COMPANION and DEFINITE trials.

       The Defibrillators in Non-Ischemic Cardiomyopathy Treatment Evaluation (DEFINITE) trial hypothesized that ICD therapy would reduce the risk of death in patients with nonischemic cardiomyopathy and moderate-to-severe left ventricular dysfunction. This was a multi-center study in which patients were randomized 1:1 to optimal medical therapy versus optimal medical therapy plus ICD (single chamber St. Jude Medical ICD). The population (which ultimately consisted of 458 patients), qualified for the study by having documented LVEF of < 36%, symptomatic heart failure (NYHA Class IV excluded), nonischemic dilated cardiomyopathy, and evidence of ambient arrhythmias (defined as a recorded episode of NSVT or at least 10 PVCs per hour on a 24-hour Holter). Primary endpoint for this study was death from any cause; secondary endpoint was sudden death from arrhythmia.

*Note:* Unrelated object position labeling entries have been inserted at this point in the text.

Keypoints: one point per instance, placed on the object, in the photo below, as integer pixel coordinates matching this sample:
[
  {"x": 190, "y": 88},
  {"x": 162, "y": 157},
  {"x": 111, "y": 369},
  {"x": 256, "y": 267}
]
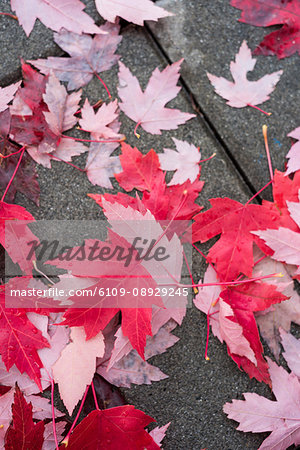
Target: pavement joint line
[{"x": 202, "y": 115}]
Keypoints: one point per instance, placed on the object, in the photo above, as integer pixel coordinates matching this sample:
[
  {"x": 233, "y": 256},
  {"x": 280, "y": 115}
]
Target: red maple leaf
[
  {"x": 20, "y": 340},
  {"x": 28, "y": 123},
  {"x": 264, "y": 13},
  {"x": 232, "y": 254},
  {"x": 284, "y": 189},
  {"x": 23, "y": 433},
  {"x": 244, "y": 300},
  {"x": 165, "y": 202},
  {"x": 16, "y": 213},
  {"x": 119, "y": 428},
  {"x": 136, "y": 310}
]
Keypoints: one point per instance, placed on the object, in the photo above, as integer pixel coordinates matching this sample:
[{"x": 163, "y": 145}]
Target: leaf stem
[
  {"x": 93, "y": 140},
  {"x": 104, "y": 85},
  {"x": 70, "y": 164},
  {"x": 66, "y": 439},
  {"x": 135, "y": 129},
  {"x": 207, "y": 338},
  {"x": 9, "y": 15},
  {"x": 189, "y": 270},
  {"x": 207, "y": 159},
  {"x": 11, "y": 154},
  {"x": 265, "y": 128},
  {"x": 224, "y": 283},
  {"x": 257, "y": 193},
  {"x": 95, "y": 396},
  {"x": 98, "y": 103},
  {"x": 261, "y": 110},
  {"x": 14, "y": 174}
]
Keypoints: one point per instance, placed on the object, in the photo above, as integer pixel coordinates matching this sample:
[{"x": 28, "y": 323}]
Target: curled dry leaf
[
  {"x": 185, "y": 161},
  {"x": 88, "y": 56},
  {"x": 54, "y": 14},
  {"x": 242, "y": 92},
  {"x": 148, "y": 108}
]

       The DEFINITE trial results follow. For primary endpoint, fewer patients died in the ICD group (28 versus 40) but the difference was not considered significant. For the secondary endpoint, arrhythmic death, it was found that there were three deaths in the ICD group and 14 in the standard therapy group, which was considered significant. The results are summarized in Table 2.
       The populations of these studies were quite different (Tables 1 and 2). The COMPANION patients were a mix of ischemic and nonischemic patients, while DEFINITE enrolled only nonischemic patients. COMPANION patients were older, had more severe NYHA classifications, were more likely to have diabetes, did worse on the six-minute walk test, and were more likely to have bundle branch blocks. The average ejection fraction for the two groups was comparable, at 22% and 21.4%. The patients in DEFINITE were also different in that they had to demonstrate ambient arrhythmias for study qualification.
       These two studies have contributed further evidence of the benefit of device therapy for heart failure patients. This data, added to that from prior studies, helps to further refine the criteria for identification of those who may qualify for what is many times a life-saving option.